I am in the market for an Assault Rifle in the 5.56 cal. I carried the Colt AR-15A3 for the US Treasury Dept. for almost 20 years and know what it can do. I was locked in on buying one of these just to keep around the house in case things go south in the near future, which I believe they will, when my old National Firearms Coord. suggested that before I buy I take a look at the Rock River Arms counterpart to the Colt. He has no personal experience with this weapon but thought it looked good on paper.

Is there anyone out there who has had any personal experience with the Rock River Arms, Elite CAR A4 who is willing to give me your thoughts on this firearm. I am totally unfamiliar with Rock River Arms products and how they may compare to Colt.


----------



## Csquared (Sep 5, 2006)

Hey Duck,

I'll be watching with interest for any and all responses, since I too am shopping (sort of) for an AR variation of some sort.

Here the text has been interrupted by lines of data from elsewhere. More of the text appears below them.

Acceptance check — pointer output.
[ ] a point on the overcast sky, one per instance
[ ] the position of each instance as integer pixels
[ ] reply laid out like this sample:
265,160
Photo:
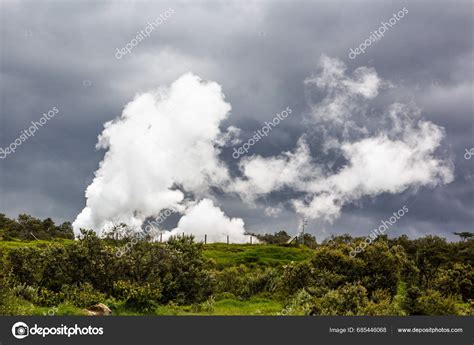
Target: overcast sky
62,54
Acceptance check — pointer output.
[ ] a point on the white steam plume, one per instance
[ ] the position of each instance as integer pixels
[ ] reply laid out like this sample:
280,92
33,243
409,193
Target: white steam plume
167,143
164,139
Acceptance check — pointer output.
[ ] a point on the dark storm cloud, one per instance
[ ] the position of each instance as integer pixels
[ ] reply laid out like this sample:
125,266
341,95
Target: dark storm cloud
62,54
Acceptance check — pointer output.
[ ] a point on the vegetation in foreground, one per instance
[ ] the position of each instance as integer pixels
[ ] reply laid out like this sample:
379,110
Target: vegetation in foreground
43,271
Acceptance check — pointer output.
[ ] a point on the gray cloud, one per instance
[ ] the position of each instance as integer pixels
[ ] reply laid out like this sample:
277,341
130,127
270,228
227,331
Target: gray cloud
260,52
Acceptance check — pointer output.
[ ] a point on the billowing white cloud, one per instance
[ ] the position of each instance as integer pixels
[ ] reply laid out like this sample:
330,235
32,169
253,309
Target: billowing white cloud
167,144
388,153
206,219
164,139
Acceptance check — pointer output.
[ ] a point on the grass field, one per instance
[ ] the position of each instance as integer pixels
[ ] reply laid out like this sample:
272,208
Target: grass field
256,254
223,254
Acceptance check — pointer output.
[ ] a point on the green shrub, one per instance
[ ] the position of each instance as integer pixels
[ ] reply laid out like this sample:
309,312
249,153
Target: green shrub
433,303
48,298
143,298
82,295
350,299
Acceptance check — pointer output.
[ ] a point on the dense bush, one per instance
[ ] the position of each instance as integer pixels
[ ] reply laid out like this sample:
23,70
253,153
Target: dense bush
426,276
138,297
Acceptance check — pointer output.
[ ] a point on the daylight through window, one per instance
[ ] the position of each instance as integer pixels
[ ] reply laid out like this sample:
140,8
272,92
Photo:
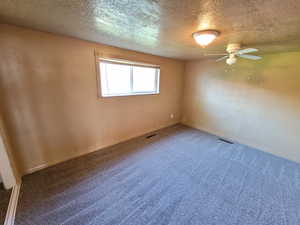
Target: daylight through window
127,78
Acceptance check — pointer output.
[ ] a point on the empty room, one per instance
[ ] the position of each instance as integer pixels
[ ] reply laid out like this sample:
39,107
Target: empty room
147,112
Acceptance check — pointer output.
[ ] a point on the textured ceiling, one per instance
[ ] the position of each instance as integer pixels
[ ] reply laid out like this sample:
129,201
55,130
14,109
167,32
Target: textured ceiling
164,27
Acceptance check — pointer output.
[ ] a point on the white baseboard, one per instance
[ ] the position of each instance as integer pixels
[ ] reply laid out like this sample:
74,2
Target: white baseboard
91,149
13,203
240,141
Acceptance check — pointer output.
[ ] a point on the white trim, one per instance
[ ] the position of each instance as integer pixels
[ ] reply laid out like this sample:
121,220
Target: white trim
12,207
103,81
6,170
94,148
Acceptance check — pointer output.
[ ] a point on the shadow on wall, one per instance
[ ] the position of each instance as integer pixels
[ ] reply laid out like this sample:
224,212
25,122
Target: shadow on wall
253,101
42,105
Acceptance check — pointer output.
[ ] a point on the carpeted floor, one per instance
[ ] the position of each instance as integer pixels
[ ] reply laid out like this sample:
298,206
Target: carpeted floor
180,176
4,201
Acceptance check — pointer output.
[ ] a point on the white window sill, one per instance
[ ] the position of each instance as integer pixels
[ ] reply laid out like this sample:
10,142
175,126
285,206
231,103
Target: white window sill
130,94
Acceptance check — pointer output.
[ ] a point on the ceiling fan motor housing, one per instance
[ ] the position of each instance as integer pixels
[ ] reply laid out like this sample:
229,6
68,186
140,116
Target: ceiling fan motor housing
233,48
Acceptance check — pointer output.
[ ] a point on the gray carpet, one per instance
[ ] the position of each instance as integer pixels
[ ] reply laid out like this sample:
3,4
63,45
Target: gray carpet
180,176
4,200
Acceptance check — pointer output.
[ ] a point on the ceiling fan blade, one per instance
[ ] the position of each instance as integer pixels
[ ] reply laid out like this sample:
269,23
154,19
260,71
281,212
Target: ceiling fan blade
247,50
253,57
215,54
222,58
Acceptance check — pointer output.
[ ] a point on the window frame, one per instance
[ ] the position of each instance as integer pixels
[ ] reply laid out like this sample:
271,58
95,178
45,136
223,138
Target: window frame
131,64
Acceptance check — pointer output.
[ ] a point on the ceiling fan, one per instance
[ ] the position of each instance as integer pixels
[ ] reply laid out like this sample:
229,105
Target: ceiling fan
234,51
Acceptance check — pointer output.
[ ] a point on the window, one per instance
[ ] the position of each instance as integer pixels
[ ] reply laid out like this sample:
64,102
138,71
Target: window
123,78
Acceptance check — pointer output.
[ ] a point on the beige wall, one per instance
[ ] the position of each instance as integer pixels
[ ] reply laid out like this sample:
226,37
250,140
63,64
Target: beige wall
253,102
49,97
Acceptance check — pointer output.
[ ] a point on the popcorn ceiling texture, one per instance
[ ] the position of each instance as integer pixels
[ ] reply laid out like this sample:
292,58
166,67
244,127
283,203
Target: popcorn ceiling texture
164,27
180,176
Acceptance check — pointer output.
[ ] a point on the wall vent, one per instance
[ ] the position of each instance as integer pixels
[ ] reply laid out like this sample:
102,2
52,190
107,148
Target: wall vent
226,141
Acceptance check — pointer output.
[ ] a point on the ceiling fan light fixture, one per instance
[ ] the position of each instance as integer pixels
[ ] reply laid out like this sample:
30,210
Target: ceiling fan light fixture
231,60
205,37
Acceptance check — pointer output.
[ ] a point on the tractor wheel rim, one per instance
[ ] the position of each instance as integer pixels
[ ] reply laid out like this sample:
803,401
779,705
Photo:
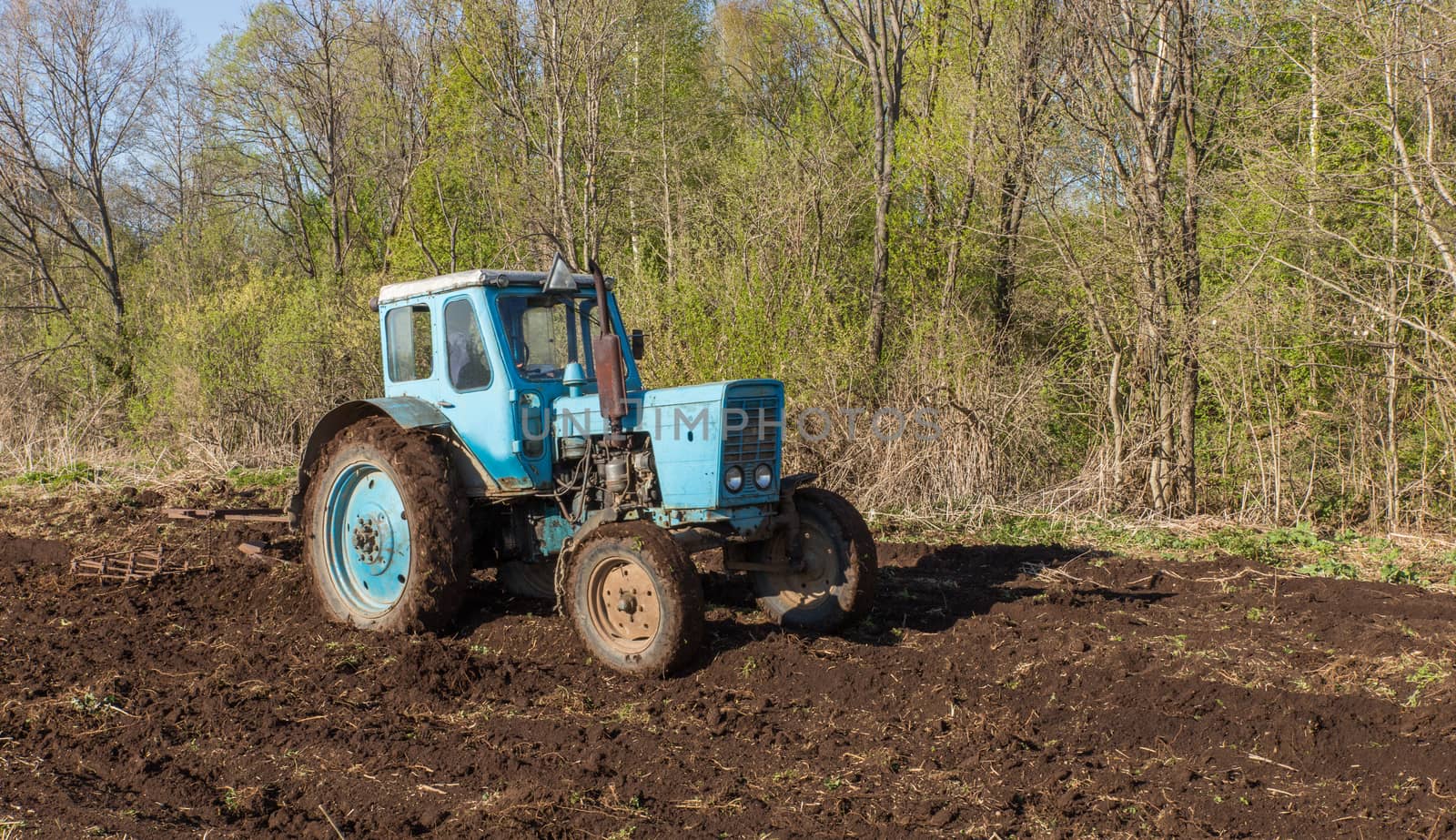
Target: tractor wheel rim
623,604
368,539
820,571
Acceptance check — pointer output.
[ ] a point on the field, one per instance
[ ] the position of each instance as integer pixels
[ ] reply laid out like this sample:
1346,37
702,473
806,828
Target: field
997,691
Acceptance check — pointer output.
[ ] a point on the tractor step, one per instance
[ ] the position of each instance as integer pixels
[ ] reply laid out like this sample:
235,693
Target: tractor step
229,514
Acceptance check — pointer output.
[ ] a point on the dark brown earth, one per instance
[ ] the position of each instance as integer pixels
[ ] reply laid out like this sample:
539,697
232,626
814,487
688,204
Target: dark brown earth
996,691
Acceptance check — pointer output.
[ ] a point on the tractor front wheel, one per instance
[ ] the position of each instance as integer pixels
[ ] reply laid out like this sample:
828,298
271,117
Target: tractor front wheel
637,600
837,580
386,534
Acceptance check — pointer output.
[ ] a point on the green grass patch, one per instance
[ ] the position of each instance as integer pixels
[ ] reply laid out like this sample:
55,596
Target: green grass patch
245,478
60,478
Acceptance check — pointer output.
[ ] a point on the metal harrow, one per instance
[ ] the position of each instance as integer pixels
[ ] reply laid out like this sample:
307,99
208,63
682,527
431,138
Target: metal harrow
127,565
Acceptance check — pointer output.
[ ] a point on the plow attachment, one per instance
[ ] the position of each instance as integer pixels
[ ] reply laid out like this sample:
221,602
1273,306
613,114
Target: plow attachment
127,567
229,514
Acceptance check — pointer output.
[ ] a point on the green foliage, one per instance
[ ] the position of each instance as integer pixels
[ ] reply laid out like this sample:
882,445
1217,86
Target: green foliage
57,480
254,363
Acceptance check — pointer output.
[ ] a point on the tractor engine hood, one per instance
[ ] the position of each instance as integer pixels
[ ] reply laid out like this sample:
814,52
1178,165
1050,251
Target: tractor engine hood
699,432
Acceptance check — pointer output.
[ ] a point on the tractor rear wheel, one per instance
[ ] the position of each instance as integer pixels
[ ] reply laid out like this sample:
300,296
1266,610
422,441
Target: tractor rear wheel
386,533
637,600
837,582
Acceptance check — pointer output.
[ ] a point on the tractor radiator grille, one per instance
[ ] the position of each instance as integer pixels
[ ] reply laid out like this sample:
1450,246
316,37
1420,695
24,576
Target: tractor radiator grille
757,440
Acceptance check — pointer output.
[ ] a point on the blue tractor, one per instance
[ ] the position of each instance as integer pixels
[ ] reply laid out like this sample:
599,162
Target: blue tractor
514,432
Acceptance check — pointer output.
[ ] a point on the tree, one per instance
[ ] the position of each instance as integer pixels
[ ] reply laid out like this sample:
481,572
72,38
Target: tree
878,35
75,109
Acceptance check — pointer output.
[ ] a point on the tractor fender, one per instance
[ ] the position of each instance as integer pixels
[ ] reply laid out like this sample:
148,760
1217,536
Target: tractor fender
408,412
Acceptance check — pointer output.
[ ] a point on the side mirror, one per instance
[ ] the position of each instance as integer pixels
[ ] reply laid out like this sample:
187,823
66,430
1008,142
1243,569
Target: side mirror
560,278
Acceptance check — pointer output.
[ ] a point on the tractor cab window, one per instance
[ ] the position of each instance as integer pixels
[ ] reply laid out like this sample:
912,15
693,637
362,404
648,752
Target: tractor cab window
546,332
410,342
465,351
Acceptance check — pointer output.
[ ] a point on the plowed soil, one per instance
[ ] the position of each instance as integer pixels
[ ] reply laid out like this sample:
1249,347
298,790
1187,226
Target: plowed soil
995,691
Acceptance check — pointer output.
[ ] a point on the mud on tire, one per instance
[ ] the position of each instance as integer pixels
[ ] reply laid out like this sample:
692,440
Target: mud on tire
641,567
839,582
439,531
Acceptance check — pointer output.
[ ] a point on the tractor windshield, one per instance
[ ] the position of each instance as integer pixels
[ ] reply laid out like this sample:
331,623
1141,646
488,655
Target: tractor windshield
546,332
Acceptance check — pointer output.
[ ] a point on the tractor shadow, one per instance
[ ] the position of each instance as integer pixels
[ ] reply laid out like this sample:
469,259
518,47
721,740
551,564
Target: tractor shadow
921,589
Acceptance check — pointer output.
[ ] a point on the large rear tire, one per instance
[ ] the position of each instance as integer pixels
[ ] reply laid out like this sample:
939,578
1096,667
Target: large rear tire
386,533
837,582
637,599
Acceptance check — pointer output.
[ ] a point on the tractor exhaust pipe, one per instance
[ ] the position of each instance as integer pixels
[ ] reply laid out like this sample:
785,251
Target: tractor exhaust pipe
606,349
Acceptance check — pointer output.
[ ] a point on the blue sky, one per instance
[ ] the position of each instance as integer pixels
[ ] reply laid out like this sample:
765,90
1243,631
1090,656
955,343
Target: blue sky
203,19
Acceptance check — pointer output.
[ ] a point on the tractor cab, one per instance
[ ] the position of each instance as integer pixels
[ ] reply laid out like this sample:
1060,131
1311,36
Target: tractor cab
491,352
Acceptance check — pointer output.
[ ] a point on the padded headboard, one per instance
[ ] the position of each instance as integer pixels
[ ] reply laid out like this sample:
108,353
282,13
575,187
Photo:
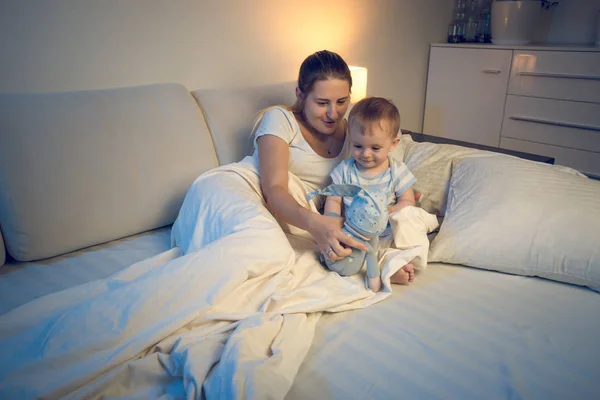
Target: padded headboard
231,113
82,168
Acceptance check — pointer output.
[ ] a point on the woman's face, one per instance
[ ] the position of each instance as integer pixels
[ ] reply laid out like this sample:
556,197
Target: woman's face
326,105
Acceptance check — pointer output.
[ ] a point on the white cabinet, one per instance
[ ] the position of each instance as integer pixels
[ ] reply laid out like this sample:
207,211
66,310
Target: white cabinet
466,91
546,102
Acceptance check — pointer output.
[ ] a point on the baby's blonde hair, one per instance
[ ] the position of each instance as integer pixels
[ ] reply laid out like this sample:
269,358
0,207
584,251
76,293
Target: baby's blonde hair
375,109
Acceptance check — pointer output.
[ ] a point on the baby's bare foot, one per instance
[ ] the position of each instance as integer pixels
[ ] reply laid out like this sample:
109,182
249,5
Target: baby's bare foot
404,275
375,284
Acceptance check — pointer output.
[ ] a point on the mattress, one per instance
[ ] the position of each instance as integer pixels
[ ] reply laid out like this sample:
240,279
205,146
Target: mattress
23,282
460,333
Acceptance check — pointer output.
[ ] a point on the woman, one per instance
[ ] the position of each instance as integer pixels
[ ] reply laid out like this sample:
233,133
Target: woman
309,140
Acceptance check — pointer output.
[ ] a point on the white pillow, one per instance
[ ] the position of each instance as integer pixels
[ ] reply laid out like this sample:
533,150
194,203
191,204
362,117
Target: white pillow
431,164
523,218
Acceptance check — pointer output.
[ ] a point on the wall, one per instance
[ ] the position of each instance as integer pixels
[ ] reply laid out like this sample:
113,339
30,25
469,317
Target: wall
569,22
55,45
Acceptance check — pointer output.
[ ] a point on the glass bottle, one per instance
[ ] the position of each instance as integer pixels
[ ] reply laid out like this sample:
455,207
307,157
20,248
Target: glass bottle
483,26
471,20
456,29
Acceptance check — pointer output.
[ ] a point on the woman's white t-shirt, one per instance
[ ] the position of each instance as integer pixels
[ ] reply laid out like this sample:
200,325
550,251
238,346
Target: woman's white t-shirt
307,165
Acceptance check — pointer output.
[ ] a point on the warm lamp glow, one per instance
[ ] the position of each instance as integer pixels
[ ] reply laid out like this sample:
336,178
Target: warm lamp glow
359,83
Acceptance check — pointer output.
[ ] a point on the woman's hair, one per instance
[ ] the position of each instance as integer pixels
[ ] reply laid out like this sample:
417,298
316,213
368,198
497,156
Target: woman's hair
320,66
375,109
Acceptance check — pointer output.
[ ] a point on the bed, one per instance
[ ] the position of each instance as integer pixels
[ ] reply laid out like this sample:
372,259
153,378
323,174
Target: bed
101,296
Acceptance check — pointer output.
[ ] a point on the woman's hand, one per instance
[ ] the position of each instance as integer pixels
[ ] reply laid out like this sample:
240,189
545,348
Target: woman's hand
332,241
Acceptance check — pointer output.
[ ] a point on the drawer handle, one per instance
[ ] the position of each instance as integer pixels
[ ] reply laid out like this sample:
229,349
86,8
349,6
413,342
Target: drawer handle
556,123
566,76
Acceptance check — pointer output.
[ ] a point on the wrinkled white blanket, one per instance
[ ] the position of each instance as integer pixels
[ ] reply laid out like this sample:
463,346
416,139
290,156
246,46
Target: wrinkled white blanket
229,312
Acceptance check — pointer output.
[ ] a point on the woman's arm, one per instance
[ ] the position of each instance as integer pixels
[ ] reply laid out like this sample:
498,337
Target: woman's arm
404,200
273,156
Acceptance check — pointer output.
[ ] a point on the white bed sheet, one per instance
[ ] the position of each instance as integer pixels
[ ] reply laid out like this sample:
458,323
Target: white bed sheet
456,332
23,282
460,333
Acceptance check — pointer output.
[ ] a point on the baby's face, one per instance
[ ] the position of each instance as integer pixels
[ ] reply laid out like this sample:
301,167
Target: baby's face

I will NOT be buying a Colt. They ****** me off beyond comprehension a while back when they went public with statements against the NRA. Even the most vocal supporter of Colt handguns I know was taken aback.

Around here the consensus is the copies have Colt beat now anyway.

Let's see what happens.


----------



## Csquared (Sep 5, 2006)

Someone needs to tweak this program. I did not say "ticked". Ticked does not come close to showing how pizzed I am at Colt, and Smith and Wesson for that matter.

We as gun owners need to remember who in the industry has their hearts and minds in the right places, and remember the ones who don't EVEN LONGER!!!!!


----------



## Remington 7400 (Dec 14, 2005)

I drove half way around the state looking at the different manufactures then I decided on a DPMS, so far that choice had proved to be great.

I wanted a M4 style rifle so I went with this.

http://www.pantherarms.com/firearms/5.56x45mm/lite_16.aspx

For a M16 style rifle I think you would be greatly satisfied with this.

http://www.pantherarms.com/firearms/5.56x45mm/classic.aspx


----------



## People (Jan 17, 2005)

I have never dealt with the select fire weapons from DPMS but I have a few friends that have the semi auto only dpms guns. They have never had a problem with their guns. I would rather have a crapy SKS "and they all are compaired to the MAC-90 type guns" than have a colt. I am parshal to bushmaster but DPMS and Rock River Arms both make a great gun.


----------



## Bore.224 (Mar 23, 2005)

DuckHTR My brother has a Bushmaster and its great, I think the A2's are too heavy as I got used to the A1's in my Army Days but thats just me. Please do not use the term Assault Rifle, that is a anti gun term used by spindoctors to scare the uneducated. I called my M-16 Lisa!!


----------